Re: issue-68 from an annotation representation point of view, with potential implications for annotatorsRef and standoff markup from Felix Sasaki on 2013-01-28 (public-multilingualweb-lt@w3.org from January 2013)

From: Felix Sasaki <fsasaki@w3.org>
Date: Mon, 28 Jan 2013 13:45:08 +0100
To: Mārcis Pinnis <marcis.pinnis@Tilde.lv>
CC: "public-multilingualweb-lt@w3.org" <public-multilingualweb-lt@w3.org>, Artūrs Vasiļevskis <arturs.vasilevskis@Tilde.lv>
Message-ID: <510672D4.9020106@w3.org>
Hi Mārcis, all,

thanks a lot for your detailed feedback. Due to other commitments I 
can't to respond to this in detail today or probably also not tomorrow. 
But maybe we can discuss it on the Wednesday call.

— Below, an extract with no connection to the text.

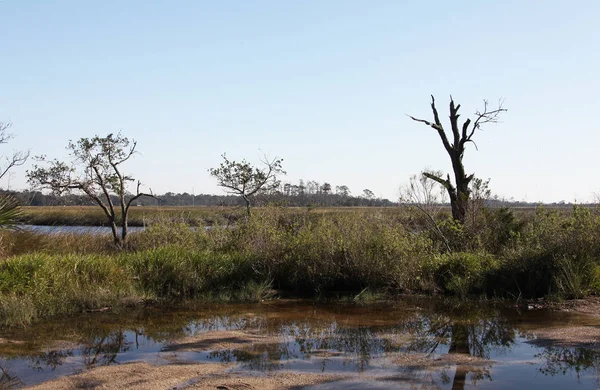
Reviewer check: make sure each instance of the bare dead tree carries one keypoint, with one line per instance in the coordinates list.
(95, 171)
(15, 159)
(459, 192)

That may not work for 
you, so maybe next week Monday call?

In the meantime I will try to come up with examples and test files for 
my proposal. Mārcis, Tadej, could I encourage you to do the same? I know 
you provided slides for Prague, but not everything might have seen then, 
and having a summary of your options might help to move things forward. 
Short is fine, just having the examples on the list would help a great deal.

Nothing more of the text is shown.